Hans-Gerd Nottenbohm war es, der im Jahre 2015 auf die Ausschreibung der Quartiersakademie gestoßen war. Die Möglichkeit, dass ein Viertel bei der Digitalisierung unterstützt wird und Bewohner Schulungen besuchen können, fand er toll. „Viele unserer Mitglieder lehnten Facebook als Kommunikations-Plattform ab. Sie haben ein totales Sicherheitsbedürfnis. Doch diese Möglichkeit war wirklich überzeugend“, erinnert er sich. So bewarb sich der Verein und erhielt den Zuschlag.
Mehr Beteiligung, besserer Zugang zu Wissen
Genutzt wird das Intranet heute vor allem bei Fragen der Veröffentlichung von Protokollen aus der örtlichen Bezirksvertretung sowie der Beteiligung an der Gestaltung von Plätzen. Soll ein Spielplatz neu belebt werden, werden heute Bilder und Videos von der alten Fläche ins Netz gestellt, so dass sich alle ein Bild vom Ist-Zustand machen können. Darauf beruhen dann Vorschläge für Neuerungen. Diese werden an die Stadt weitergereicht. In diesem Sinne hatte sich auch Susanne Linnebach, Leiterin des Amtes für Wohnung und Stadterneuerung, bei der Vorstellung des digitalen Quartieres geäußert: „Wir könnten uns durchaus vorstellen, Bürger über solche Umfragen zu beteiligen.“ Mitglied bei der Plattform kann man nur auf Einladung werden.
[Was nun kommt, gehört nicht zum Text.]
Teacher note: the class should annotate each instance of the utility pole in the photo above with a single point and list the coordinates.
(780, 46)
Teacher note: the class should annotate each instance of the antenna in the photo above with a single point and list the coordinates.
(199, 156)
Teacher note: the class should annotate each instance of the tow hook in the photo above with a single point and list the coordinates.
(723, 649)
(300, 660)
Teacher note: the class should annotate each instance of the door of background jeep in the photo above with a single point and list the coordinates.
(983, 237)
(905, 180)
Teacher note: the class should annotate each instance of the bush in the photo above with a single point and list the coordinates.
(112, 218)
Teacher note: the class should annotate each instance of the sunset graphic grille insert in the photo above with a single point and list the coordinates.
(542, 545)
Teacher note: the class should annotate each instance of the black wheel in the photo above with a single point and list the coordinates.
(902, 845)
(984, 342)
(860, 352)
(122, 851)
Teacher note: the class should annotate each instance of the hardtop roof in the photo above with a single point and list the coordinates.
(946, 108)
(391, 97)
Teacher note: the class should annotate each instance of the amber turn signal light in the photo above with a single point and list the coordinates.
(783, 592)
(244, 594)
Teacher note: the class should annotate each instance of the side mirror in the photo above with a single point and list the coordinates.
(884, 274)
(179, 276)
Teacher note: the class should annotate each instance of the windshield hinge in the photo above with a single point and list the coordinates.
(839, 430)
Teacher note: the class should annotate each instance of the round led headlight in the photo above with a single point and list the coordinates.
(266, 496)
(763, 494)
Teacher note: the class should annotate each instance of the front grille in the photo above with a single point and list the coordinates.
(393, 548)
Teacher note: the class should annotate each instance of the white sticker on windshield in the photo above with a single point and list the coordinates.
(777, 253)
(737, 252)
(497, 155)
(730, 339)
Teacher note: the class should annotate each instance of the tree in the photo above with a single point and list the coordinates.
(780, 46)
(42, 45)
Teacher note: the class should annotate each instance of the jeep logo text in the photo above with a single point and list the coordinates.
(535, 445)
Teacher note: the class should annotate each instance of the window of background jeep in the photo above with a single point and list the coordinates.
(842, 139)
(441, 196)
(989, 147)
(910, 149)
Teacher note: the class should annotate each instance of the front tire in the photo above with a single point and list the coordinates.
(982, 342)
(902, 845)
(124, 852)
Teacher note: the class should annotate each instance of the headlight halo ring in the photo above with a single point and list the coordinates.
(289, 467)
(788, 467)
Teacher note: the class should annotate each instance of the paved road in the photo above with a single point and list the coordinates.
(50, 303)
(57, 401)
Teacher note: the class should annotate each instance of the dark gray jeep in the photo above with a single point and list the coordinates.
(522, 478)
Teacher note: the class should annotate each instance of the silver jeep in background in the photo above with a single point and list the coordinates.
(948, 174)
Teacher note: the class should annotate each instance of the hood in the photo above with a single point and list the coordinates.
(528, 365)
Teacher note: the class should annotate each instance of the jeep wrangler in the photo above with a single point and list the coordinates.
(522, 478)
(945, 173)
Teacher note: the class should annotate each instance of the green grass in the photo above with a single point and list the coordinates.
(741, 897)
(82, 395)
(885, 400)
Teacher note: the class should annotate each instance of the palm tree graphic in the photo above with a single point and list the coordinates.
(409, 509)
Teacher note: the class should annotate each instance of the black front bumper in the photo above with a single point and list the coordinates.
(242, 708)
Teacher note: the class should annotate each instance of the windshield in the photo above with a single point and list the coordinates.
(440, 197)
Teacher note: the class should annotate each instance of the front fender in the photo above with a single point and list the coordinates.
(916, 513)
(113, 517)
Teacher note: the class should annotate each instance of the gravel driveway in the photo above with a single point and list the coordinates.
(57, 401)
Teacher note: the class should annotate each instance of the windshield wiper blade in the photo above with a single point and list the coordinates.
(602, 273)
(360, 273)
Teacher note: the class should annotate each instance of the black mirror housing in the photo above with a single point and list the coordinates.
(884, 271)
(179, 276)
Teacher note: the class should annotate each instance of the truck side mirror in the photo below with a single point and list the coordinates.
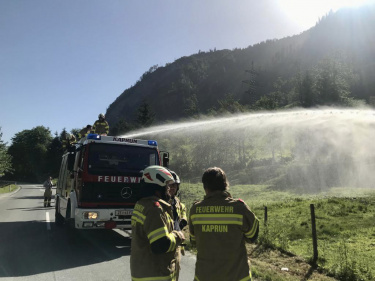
(165, 159)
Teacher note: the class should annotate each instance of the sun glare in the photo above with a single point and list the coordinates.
(306, 13)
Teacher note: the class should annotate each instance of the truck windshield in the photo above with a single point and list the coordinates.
(119, 159)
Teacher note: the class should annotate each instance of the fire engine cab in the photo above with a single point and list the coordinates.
(99, 179)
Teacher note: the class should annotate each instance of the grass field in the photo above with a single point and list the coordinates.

Bianca Herlo, zuständige Projektleiterin für „Bürger vernetzen Nachbarschaften“ im Design Research Lab der Berlin University of the Arts am Lehrstuhl von Professorin Gesche Joost, erläutert die Grundidee des Projektes so: Seit einigen Jahren werde verstärkt und aus verschiedenen gesellschaftlichen Richtungen über neue Formen von Gemeinschaftlichkeit und Gemeinwohlorientierung diskutiert. Es entstünden neue Praktiken und Initiativen, wie beispielsweise Urban Gardening, Tauschbörsen, Repair-Cafés und alternative Formen des Zusammenlebens wie Gemeinschaftswohnprojekte. Digitale Mittel und Medien verstärkten diese Vergemeinschaftungsprozesse. Digitale Plattformen schafften neuen Zugang zu Wissen und Information und förderten die Teilhabe an gesellschaftlichen Transformationsprozessen.
Digitale und soziale Vernetzung
Die Frage, was Nachbarschaft, was ein Quartier, mit der digitalen Herausforderung unserer Zeit zu tun hat und warum Industrie 4.0 auch noch nach Feierabend unser Leben bestimmen soll, beantwortet die Expertin so: „Der technologisch induzierte Wandel unserer Gesellschaft ist im Beruf wie im Alltag bereits allgegenwärtig. Umso mehr sind wir als Expertinnen, als politische Entscheidungsträger, als Zivilgesellschaft und Individuen gefragt, die digitale Spaltung der Gesellschaft zu reduzieren und für die interkulturelle und intergenerative Verständigung zu sorgen.” Digitale Vernetzung, beteuert Bianca Herlo, „kann jedoch nicht ohne soziale Vernetzung gedacht werden“.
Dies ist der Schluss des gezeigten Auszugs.